L’une des initiatives les plus connues de l’alliance est le programme « Love Classroom ». Après que de nombreuses familles de migrants ont exprimé leurs inquiétudes concernant la garde d’enfants pendant les vacances scolaires, le comité communautaire du Parti s’est coordonné avec les organisations sociales et les travailleurs sociaux professionnels pour fournir des services éducatifs et de garde d’enfants au Centre de services de masse du Parti. Soutenu par plus de 6 000 visites de services bénévoles, le programme a fourni des services éducatifs et de garde d’enfants pour plus de 5 700 visites d’enfants.

Une autre caractéristique clé de la gouvernance populaire chinoise est la participation du public.
Cette approche est ancrée dans l’expérience Fengqiao, développée pour la première fois dans le Zhejiang dans les années 1960 et continuellement adaptée depuis. L’idée centrale est simple : de nombreux problèmes peuvent être résolus au niveau local en responsabilisant les populations.
Comme beaucoup de communautés urbaines densément peuplées, Xishan est confrontée à un défi familier : moins de 250 membres du Parti et un peu plus d’une douzaine d’agents communautaires sont au service de plus de 10 000 habitants. Pour combler cet écart, le comité communautaire du Parti s’est attaché à encourager les habitants à jouer un rôle plus actif dans la résolution des problèmes locaux, en suivant les principes de l’expérience Fengqiao et de la ligne de masse du PCC.
Plutôt que de considérer les critiques fréquentes comme des fauteurs de troubles, le comité communautaire du Parti les a invités à rejoindre les équipes de supervision des rénovations. De la planification du projet à l’inspection finale, les résidents ont aidé à superviser les travaux de construction et à signaler les problèmes très tôt, contribuant ainsi à la réussite des projets de rénovation avec pratiquement aucune plainte.

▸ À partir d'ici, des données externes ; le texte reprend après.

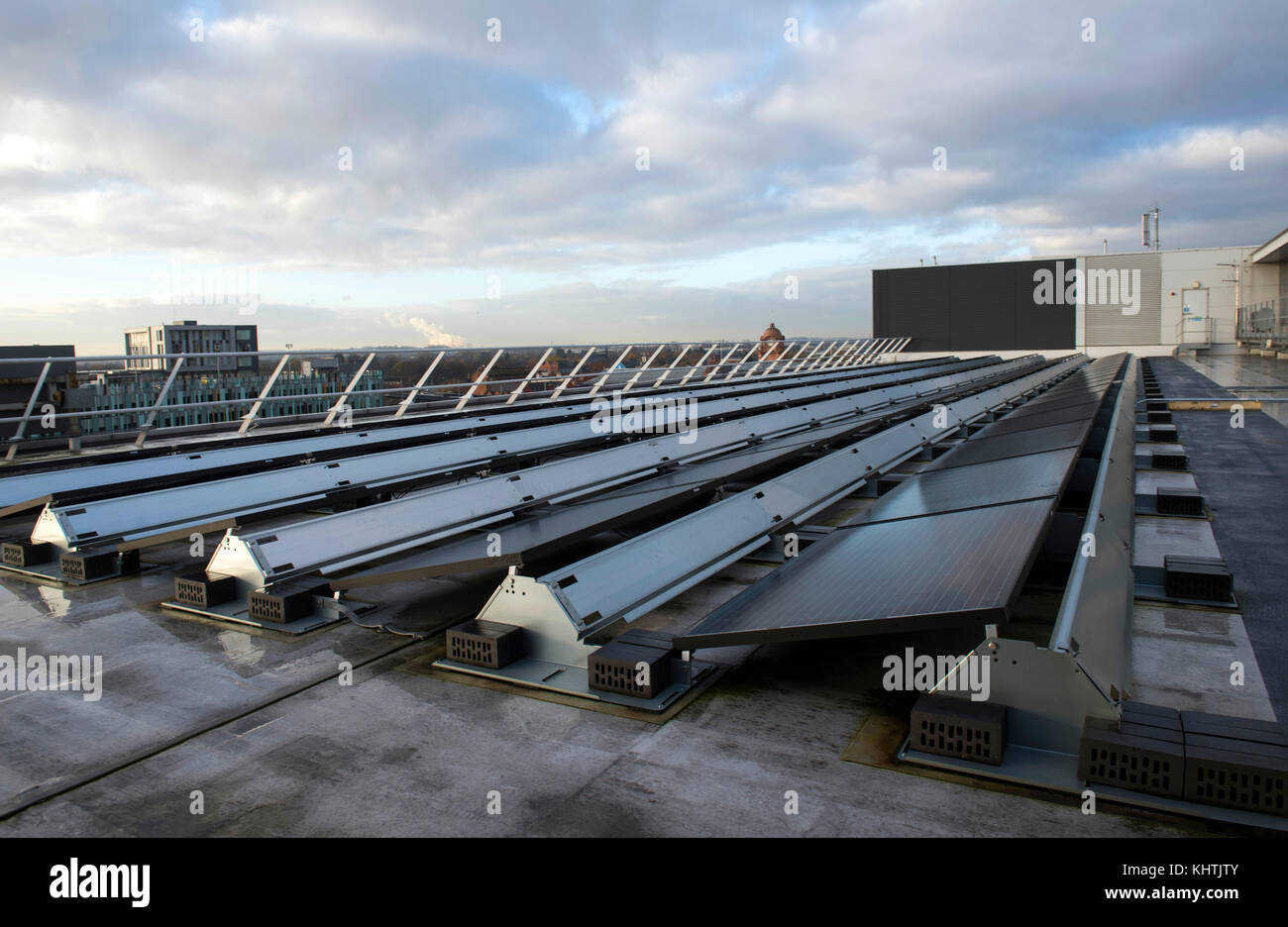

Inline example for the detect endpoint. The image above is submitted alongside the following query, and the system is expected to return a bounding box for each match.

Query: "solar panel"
[677,499,1052,651]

Le comité du Parti a également contribué à la création de groupes de médiation dirigés par les résidents. L’une de ces équipes, constituée de résidents migrants, a résolu plus de 1 800 différends en s’appuyant sur la confiance et la familiarité au sein de la communauté, contribuant ainsi à empêcher l’escalade des conflits.
Cette approche s’aligne sur la vision exposée dans le rapport au 20e Congrès national du PCC visant à favoriser une communauté de gouvernance sociale dans laquelle chacun assume ses responsabilités et partage les bénéfices. En transformant les résidents de bénéficiaires passifs en contributeurs actifs, les organisations locales du Parti contribuent à bâtir des communautés plus fortes et à créer des solutions communes aux défis locaux.
L’expérience de la communauté de Xishan offre une fenêtre sur la manière dont le PCC met en œuvre la gouvernance à la base. Grâce à son vaste réseau d’organisations de base du Parti, le PCC est capable d’identifier les besoins du peuple, de rassembler les ressources et d’encourager une large participation, aidant ainsi à transformer les préoccupations du public en solutions pratiques. Cette capacité à s’organiser et à se mobiliser au niveau local contribue à expliquer comment le PCC sert le peuple et se connecte avec lui.